France has approved a 3 percent Digital Services Tax (DST) on revenues that large tech companies, particularly those in the digital advertising and e-commerce industries, earn from providing digital services to French customers.
The bill addresses long-held frustrations in the use of complex financial structures or subsidiaries in low-tax areas that allow companies to avoid paying taxes in France and other European countries
The French senate approved the new digital services tax on Thursday, a day after US President Trump ordered an investigation into France’s planned digital tax.
The new tax affects digital companies with revenue of over €750m ($850 million), of which at least €25m is generated in France. About 30 companies will be affected by the new tax – most of which are US firms.
The tax amounts to a 3% annual levy on French revenues of digital companies with yearly global sales worth more than 750 million euros and French revenue exceeding 25 million euros. The tax primarily targets those that use consumer data to sell online advertising.
France’s Finance Minister Bruno Le Maire said,
“Each of us is seeing the emergence of economic giants with monopolistic attributes and who not only want to control a maximum amount of data and make money with this data but also go further than that by, in the absence of rules, escaping taxes and putting into place instruments that could, tomorrow, become a sovereign currency,”
According to France’s Finance Minister Bruno Le Maire, the tax would raise up to €500 million ($565 million) per year.
The Trump administration had warned that France’s digital tax plan “unfairly targets American companies.”

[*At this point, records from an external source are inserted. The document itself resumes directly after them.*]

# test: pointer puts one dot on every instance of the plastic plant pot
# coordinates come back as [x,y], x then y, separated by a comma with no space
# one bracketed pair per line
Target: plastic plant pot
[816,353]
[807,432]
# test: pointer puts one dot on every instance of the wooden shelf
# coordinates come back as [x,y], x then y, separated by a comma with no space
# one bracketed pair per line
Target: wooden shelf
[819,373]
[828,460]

U.S. Trade Representative Robert Lighthizer said on Wednesday that the US will investigate whether France’s digital tax “is discriminatory or unreasonable and burdens or restricts United States commerce.”

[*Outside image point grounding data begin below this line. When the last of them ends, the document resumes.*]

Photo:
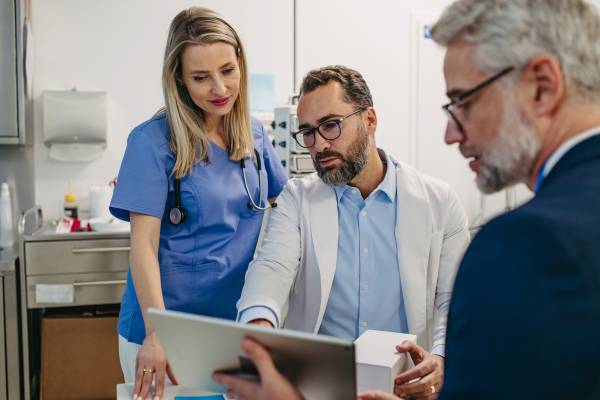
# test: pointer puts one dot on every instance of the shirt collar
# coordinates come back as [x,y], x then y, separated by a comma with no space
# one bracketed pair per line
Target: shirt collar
[388,185]
[565,147]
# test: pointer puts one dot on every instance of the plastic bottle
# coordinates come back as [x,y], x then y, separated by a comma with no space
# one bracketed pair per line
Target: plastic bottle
[6,229]
[71,204]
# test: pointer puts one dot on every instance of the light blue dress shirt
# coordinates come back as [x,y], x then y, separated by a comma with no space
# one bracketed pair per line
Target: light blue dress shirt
[367,291]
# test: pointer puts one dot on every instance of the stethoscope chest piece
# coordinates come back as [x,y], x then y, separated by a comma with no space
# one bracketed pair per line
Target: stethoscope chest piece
[177,213]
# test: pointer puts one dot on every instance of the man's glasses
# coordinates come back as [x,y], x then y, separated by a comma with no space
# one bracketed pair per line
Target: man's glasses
[329,130]
[451,108]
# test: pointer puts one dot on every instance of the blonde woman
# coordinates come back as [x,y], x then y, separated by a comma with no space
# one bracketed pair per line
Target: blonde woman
[189,183]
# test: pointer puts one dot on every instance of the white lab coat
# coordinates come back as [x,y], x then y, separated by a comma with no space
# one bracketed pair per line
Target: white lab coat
[299,253]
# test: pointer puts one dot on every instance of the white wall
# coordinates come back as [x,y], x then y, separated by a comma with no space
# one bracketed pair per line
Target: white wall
[117,46]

Amazon applauded the Trump administration’s decision. The tech giant said in a statement:
“We applaud the Trump Administration for taking decisive action against France and for signaling to all of America’s trading partners that the U.S. government will not acquiesce to tax and trade policies that discriminate against American businesses.”
Le Maire said in a statement:
“France is sovereign, and France decides its own tax rules. And this will continue to be the case,”
The DST comes as France is working within multilateral organisations to overhaul the corporate taxation system for the digital age. France was one of the most vocal proponents of closing tax loopholes for multinationals in discussions among G20 finance ministers last month. The ministers are to produce a consensus-based solution with a final report by 2020.